Kadınlar ise genellikle çocukların hayal gücünü koruma ve toplumsal bağlarla ilişkilendirme yönünde yaklaşırlar. Bir anne, çocuğunun senkretik düşünmesini, onun dünyayı kendince anlamlandırma çabası olarak görür ve destekler. Kültürel anlatıları ve sembolik dili daha çok kullanan kadınlar, senkretik düşünmeyi çocuğun topluma uyum sağlamasında bir basamak olarak yorumlar.

Araştırmalar da bu yaklaşımı destekliyor: Kadınların çocukların sembolik düşünmesini teşvik eden tutumları, yaratıcılık ve sosyal zekânın gelişiminde güçlü bir rol oynuyor.

Senkretik Düşünme: Evrensel mi, Yerel mi?

Burada ilginç bir tartışma ortaya çıkıyor: Senkretik düşünme, Piaget’in dediği gibi evrensel bir gelişim basamağı mı, yoksa kültürden kültüre farklı anlamlar mı kazanıyor?

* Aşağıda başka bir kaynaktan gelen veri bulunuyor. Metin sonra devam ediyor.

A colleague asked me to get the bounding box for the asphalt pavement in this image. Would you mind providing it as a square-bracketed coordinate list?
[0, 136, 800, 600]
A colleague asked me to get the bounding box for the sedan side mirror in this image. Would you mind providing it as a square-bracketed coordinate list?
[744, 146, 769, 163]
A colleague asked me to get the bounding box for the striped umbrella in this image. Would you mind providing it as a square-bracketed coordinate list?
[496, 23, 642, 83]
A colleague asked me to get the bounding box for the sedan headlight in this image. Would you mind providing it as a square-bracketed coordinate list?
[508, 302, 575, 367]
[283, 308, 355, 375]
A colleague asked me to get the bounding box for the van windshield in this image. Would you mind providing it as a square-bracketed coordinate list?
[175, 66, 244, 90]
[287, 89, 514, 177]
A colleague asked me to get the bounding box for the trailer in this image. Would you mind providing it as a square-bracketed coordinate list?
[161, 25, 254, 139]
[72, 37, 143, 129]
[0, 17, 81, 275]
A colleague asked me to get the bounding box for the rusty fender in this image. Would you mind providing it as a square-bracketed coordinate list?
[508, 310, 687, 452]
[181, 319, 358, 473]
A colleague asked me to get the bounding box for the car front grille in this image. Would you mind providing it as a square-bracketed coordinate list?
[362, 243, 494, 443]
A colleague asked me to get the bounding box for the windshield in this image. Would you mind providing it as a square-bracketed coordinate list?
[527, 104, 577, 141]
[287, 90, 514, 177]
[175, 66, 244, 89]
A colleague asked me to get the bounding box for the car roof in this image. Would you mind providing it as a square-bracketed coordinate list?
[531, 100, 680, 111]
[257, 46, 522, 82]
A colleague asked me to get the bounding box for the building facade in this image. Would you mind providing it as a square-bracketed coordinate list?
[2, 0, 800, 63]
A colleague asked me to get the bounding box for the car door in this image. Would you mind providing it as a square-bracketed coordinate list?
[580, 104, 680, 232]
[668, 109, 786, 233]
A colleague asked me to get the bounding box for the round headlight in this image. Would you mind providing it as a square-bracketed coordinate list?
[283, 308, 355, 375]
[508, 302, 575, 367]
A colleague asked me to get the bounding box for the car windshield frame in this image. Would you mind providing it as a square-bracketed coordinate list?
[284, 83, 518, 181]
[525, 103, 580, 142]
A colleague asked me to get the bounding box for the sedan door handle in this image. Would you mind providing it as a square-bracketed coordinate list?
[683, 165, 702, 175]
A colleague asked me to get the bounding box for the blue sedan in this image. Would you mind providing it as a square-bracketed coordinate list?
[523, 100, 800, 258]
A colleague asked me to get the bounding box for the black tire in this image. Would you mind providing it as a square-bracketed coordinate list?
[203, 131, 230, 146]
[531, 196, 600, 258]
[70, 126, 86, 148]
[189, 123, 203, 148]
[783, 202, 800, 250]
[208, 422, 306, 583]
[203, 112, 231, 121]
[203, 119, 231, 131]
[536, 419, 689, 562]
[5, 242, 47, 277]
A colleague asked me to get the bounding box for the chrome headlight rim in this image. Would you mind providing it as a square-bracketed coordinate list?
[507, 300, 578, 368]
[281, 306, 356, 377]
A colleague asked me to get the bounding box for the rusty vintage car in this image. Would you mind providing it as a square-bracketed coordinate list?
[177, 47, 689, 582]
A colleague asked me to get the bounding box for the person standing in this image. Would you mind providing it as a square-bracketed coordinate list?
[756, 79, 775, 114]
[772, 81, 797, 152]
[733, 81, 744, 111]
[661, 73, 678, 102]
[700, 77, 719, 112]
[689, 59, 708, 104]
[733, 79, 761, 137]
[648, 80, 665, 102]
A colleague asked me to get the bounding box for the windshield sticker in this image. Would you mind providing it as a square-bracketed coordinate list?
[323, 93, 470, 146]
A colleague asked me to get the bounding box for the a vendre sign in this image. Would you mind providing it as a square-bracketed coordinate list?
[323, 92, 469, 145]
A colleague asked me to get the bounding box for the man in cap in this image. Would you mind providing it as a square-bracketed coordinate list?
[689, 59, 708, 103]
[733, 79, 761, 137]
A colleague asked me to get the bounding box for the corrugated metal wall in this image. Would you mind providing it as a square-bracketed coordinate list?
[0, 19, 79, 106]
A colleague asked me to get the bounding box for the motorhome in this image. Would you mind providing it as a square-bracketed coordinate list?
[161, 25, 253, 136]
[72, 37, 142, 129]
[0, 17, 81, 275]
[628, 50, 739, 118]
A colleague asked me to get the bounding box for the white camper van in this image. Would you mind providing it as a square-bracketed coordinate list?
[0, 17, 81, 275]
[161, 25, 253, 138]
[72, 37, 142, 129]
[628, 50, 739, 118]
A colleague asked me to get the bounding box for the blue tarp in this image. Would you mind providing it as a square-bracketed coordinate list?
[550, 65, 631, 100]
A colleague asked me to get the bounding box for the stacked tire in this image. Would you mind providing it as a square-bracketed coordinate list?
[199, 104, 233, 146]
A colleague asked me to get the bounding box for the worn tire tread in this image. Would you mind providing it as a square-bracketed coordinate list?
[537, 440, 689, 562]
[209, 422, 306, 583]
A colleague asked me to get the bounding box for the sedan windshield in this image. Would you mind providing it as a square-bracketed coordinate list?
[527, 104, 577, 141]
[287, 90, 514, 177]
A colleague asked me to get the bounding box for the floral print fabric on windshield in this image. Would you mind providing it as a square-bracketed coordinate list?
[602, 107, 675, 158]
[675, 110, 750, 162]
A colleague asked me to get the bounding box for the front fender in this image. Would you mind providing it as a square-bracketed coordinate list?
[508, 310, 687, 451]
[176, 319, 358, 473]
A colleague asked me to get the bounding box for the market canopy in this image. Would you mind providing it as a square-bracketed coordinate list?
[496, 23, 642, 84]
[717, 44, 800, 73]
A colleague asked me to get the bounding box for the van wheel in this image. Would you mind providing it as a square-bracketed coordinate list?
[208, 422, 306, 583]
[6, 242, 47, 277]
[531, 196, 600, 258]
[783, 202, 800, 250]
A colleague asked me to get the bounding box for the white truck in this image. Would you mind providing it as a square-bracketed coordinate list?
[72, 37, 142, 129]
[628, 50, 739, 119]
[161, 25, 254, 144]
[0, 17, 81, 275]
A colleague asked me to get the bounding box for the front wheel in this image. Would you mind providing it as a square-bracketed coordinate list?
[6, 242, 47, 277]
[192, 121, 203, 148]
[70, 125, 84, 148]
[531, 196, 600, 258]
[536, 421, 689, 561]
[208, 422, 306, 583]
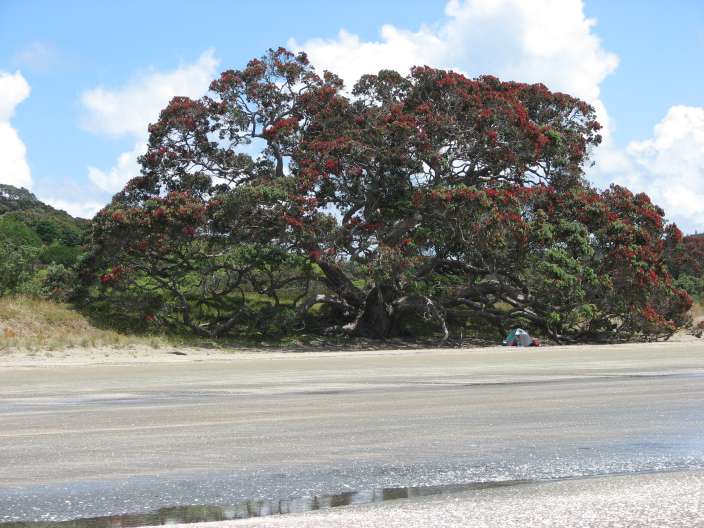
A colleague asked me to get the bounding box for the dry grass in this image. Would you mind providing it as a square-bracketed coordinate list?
[0, 297, 166, 352]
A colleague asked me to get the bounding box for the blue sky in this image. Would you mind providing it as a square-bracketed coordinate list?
[0, 0, 704, 231]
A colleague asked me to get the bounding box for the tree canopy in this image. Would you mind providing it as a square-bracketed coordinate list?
[83, 48, 691, 342]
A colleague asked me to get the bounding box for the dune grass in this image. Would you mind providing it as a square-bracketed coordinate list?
[0, 296, 170, 352]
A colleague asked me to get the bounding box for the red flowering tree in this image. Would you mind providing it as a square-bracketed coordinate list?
[85, 49, 689, 341]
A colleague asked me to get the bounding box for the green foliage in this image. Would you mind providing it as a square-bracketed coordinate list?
[80, 49, 691, 342]
[0, 185, 87, 301]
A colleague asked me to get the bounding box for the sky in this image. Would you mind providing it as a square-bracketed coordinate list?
[0, 0, 704, 232]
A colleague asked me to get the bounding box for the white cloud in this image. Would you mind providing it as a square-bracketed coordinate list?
[88, 141, 147, 193]
[0, 71, 32, 187]
[627, 106, 704, 231]
[289, 0, 704, 230]
[42, 198, 105, 218]
[289, 0, 618, 110]
[81, 50, 218, 192]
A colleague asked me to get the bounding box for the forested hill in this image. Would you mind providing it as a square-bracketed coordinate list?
[0, 184, 90, 246]
[0, 185, 90, 298]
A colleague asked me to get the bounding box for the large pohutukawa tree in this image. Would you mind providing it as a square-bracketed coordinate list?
[85, 49, 689, 341]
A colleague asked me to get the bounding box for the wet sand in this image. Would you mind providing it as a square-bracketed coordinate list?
[0, 341, 704, 526]
[177, 471, 704, 528]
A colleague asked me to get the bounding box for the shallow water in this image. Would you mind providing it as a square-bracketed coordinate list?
[0, 480, 530, 528]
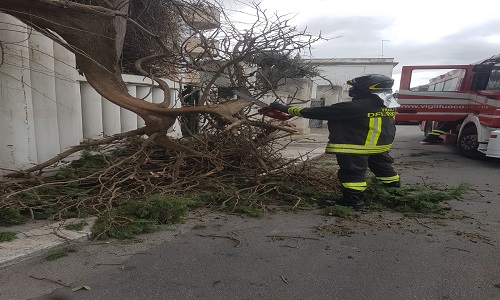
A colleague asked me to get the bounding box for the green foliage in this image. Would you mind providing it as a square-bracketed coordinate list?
[0, 231, 17, 243]
[64, 221, 87, 231]
[365, 179, 470, 214]
[45, 246, 76, 260]
[91, 195, 193, 239]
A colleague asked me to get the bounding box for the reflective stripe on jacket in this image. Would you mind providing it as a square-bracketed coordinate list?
[288, 94, 396, 154]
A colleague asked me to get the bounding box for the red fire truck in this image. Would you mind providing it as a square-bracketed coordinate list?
[396, 54, 500, 158]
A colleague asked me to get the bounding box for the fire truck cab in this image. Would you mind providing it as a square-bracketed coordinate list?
[396, 54, 500, 158]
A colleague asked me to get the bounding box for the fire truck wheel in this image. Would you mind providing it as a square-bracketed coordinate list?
[457, 126, 485, 159]
[424, 121, 434, 137]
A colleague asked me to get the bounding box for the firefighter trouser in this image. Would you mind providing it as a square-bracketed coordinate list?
[336, 152, 400, 198]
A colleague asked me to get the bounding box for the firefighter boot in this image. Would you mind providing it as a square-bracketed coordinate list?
[384, 181, 401, 188]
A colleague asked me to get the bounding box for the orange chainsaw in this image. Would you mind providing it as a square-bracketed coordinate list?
[233, 91, 292, 120]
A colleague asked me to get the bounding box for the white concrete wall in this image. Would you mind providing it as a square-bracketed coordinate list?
[0, 14, 181, 176]
[306, 58, 397, 105]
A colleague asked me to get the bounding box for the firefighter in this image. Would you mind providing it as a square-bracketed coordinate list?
[270, 74, 401, 211]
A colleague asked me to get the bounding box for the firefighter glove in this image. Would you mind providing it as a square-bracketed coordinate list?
[269, 102, 289, 113]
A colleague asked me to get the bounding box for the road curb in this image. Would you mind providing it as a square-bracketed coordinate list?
[0, 217, 96, 268]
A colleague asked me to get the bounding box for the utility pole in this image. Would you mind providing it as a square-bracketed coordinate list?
[380, 40, 390, 58]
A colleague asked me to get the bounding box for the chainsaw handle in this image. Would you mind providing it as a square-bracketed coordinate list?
[257, 106, 292, 120]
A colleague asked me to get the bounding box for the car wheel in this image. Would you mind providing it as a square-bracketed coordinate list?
[457, 126, 485, 159]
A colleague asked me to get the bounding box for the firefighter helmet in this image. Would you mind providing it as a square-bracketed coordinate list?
[347, 74, 394, 97]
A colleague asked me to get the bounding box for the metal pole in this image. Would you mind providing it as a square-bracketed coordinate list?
[381, 40, 390, 58]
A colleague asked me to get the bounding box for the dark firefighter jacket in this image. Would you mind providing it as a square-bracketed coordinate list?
[288, 94, 396, 154]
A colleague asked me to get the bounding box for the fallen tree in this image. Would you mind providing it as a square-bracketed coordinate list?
[0, 0, 331, 232]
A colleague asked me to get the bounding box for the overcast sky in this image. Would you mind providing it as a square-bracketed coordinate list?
[225, 0, 500, 89]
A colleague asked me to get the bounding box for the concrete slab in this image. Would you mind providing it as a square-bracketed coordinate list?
[0, 218, 96, 267]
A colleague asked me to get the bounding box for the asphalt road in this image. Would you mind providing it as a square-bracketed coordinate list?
[0, 125, 500, 300]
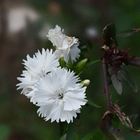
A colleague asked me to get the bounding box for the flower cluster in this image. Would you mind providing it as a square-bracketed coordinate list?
[17, 26, 87, 123]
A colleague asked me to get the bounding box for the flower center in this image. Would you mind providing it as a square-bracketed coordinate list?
[56, 89, 64, 99]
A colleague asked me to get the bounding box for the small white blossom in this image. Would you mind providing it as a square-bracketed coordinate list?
[17, 49, 59, 96]
[31, 68, 87, 123]
[47, 25, 80, 62]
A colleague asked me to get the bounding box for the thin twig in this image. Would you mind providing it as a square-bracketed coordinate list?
[102, 58, 112, 108]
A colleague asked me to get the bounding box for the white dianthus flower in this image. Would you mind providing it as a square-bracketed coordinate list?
[31, 68, 87, 123]
[47, 25, 80, 62]
[17, 49, 59, 96]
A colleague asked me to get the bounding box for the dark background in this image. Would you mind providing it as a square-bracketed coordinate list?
[0, 0, 140, 140]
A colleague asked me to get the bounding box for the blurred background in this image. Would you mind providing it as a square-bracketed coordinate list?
[0, 0, 140, 140]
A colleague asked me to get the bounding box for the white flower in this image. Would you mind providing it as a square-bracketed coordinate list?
[17, 49, 59, 96]
[31, 68, 87, 123]
[47, 25, 80, 62]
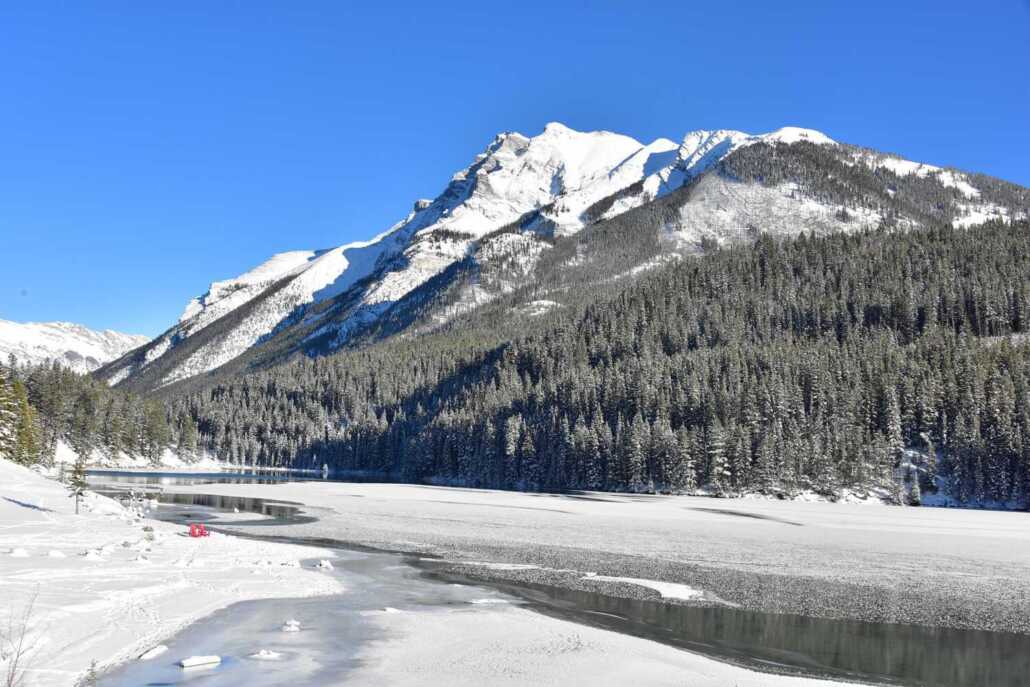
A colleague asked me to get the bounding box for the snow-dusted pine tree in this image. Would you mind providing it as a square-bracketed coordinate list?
[68, 453, 87, 515]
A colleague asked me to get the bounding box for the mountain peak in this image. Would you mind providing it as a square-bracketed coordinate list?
[759, 127, 836, 145]
[0, 319, 149, 372]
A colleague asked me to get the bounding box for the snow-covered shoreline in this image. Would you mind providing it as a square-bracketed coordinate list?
[0, 460, 342, 687]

Küresel düzeyde bakınca evrensel; yerel düzeyde bakınca ise kültürün biçimlendirdiği bir süreç. Yani ikisi aynı anda doğru.

Geleceğe Dair Vizyon

Gelecekte eğitim sistemlerinin, senkretik düşünmeyi sadece “yanlış düşünme” olarak değil, yaratıcılığın bir aşaması olarak değerlendirmesi muhtemel. Yapay zekâ, erken çocukluk eğitiminde giderek daha fazla rol alırken, bu düşünce biçiminin doğru yönlendirilmesi çocukların hem mantıksal hem de yaratıcı potansiyelini artırabilir.

Hayal edin: 2035 yılında bir sınıfta, öğretmen çocukların “yağmurun neden yağdığına” dair senkretik açıklamalarını topluyor. Yapay zekâ destekli bir sistem, bu açıklamaları analiz ediyor ve her çocuğun düşünce tarzına uygun yaratıcı öğrenme yolları öneriyor. Böylece evrensel bir gelişim basamağı, bireysel farklılıklarla harmanlanıyor.

Forumdaşlara Sorular

- Sizce senkretik düşünme sadece çocuklara özgü bir dönem mi, yoksa yetişkinlerde de farklı biçimlerde devam ediyor mu?

- Erkeklerin analitik ve kadınların empatik yaklaşımı bu konuda gerçekten belirgin mi, yoksa bireysel farklar daha mı ağır basıyor?

- Kendi kültürel deneyimlerinizde senkretik düşünmeye dair en ilginç örnek neydi?

Haydi forumdaşlar, kendi gözlemlerimizi ve deneyimlerimizi paylaşalım. Belki de Piaget’in teorisini, bizim kültürel merceğimizden yeniden yorumlamak mümkün olur.